Vast open spaces complemented by red dunes and sunkissed grass, black-maned lions and birds of prey… Anything can happen at any given moment. Welcome to the Kgalagadi, where your gear needs to be as fast as the wildlife and your focus must be on point. I had the opportunity to take the Canon R3 and RF 400mm f/2.8 lens with me on holiday and it was incredible.

Sitting between the EOS R5 and the EOS-1D X Mark III, the Canon R3 puts emphasis on superb AF performance and speed for tracking fast-moving subjects under challenging conditions. It’s incredible to witness this function in action, tracking the eyes of people, animals and birds; it even has the option of tracking cars and helmets. You can basically identify subjects by just looking at them if you choose to use the Eye Controlled AF function.


What a privilege to use the Canon R3 in combination with the Canon RF 400 f/2.8, a super-prime lens with a revolutionary camera. The speed and precision that’s unlocked when combining a Canon mirrorless camera with this RF lens is something you need to experience for yourself. Photographing with the R3 was a bit challenging at first, but with some advice, trial and error you quickly get the hang of it. Just make sure you know your camera’s settings menu and where to make the crucial tracking changes. Like with many things in life, you’ll master the rest over time. 


Eye tracking is a game changer, especially when it comes to birds and birds in flight. Every photographer knows it’s a waiting game to capture the perfect shot with a soft background and sharp subject. The below image is a compilation of 51 photos taken in the Kgalagadi at Cubetjie Quap waterhole, I was positioned for an afternoon shoot and all of a sudden there was drama in the large tree across from me. I drove over just in time to see a Pale Chanting Goshawk dip into the branches with a small bird it had just caught, and from the corner of my eye, I saw the Tawny Eagly swooping over the bushes, ready to scavenge some late lunch. Needless to say, I picked up my camera from the beanbag, and pressed the shutter button to focus and the eye tracking button (back focus button) to start tracking. Within a few seconds, everything was over and all I thought to myself was ‘I really hope there is at least one good photo’. The end results were incredible and everything was in focus, the eye tracking kept going as the Tawny disappeared into the branches.


Another thing that was running through my mind is the 24MP sensor and if it would be able to deliver quality photographs. Well, the proof is in the pudding and let me tell you it was. I am still in awe of the quality this full-frame stacked BSI CMOS sensor has to offer.
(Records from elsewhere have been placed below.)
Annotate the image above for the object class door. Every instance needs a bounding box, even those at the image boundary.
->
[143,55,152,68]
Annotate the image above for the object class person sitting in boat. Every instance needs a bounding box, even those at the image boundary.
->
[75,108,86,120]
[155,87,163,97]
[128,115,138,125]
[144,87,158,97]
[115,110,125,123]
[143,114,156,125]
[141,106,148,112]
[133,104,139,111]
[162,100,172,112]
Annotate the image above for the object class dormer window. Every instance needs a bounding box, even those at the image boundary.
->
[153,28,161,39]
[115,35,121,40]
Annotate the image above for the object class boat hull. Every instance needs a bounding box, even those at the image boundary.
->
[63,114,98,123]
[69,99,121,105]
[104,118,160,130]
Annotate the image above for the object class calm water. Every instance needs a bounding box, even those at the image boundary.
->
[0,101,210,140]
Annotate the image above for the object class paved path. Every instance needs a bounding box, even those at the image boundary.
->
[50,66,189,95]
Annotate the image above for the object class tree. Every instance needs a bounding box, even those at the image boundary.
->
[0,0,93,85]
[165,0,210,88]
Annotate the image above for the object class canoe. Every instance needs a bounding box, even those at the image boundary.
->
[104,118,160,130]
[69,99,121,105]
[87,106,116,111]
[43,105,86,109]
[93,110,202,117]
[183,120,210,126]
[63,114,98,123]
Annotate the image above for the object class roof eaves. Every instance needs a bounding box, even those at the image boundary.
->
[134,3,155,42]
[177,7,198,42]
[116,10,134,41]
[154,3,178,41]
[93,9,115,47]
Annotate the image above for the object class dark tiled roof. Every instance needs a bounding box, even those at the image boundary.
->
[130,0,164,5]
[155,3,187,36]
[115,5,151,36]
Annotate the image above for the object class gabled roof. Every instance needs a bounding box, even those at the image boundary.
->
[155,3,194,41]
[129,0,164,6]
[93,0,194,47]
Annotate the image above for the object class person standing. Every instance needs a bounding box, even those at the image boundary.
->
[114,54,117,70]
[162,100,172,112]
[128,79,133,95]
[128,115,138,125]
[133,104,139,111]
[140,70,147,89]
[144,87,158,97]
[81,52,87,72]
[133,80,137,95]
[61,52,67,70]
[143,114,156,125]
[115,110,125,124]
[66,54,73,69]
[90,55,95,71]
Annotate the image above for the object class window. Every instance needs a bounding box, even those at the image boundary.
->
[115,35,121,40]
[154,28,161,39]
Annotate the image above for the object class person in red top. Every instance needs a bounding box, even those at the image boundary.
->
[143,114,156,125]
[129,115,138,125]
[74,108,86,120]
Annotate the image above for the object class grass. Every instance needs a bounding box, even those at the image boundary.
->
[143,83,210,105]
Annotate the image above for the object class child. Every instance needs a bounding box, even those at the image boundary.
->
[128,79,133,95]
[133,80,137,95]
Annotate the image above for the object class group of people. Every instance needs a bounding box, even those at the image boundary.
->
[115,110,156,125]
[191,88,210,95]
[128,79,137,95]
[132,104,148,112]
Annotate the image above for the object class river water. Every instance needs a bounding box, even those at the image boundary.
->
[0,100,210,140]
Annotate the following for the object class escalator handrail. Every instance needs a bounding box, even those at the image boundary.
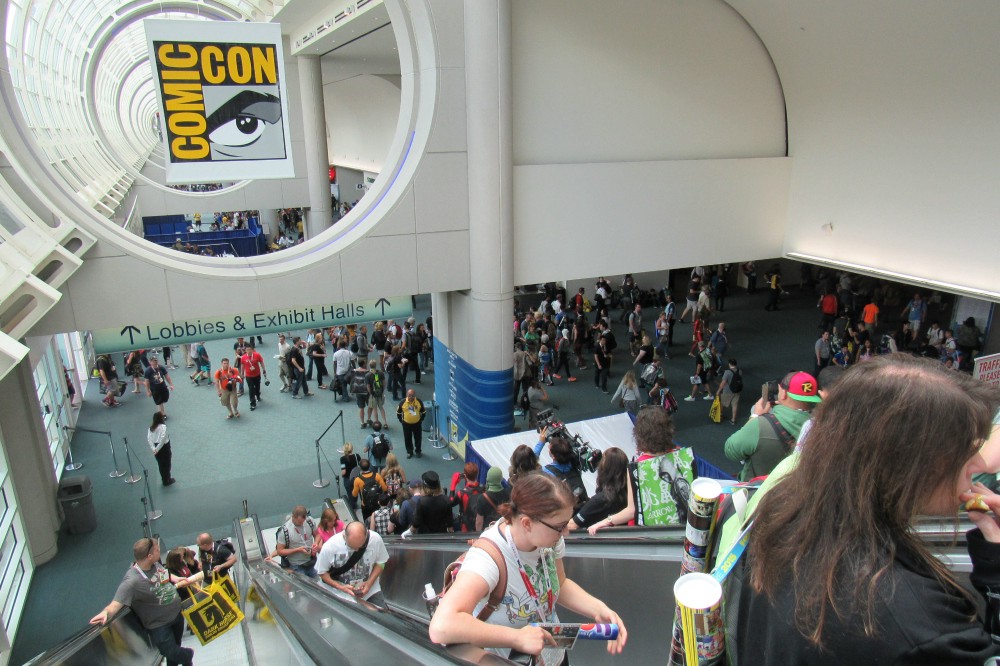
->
[25,606,162,666]
[249,561,496,664]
Take the below photo as an example, it is late afternoon and quite far away but the R3 impressed with stunning out-of-camera photos that are sharp and have perfect eye focus.


Out-of-camera photo shot with Canon R3 and Canon RF 400mm f/2.8


Cropped version of the photo on the left

It’s safe to say that the R3 is an incredible birdlife camera that has the frames per second to capture fleeting moments. With the correct lens pairing, this camera is ideal for safari and just about any photographic outing.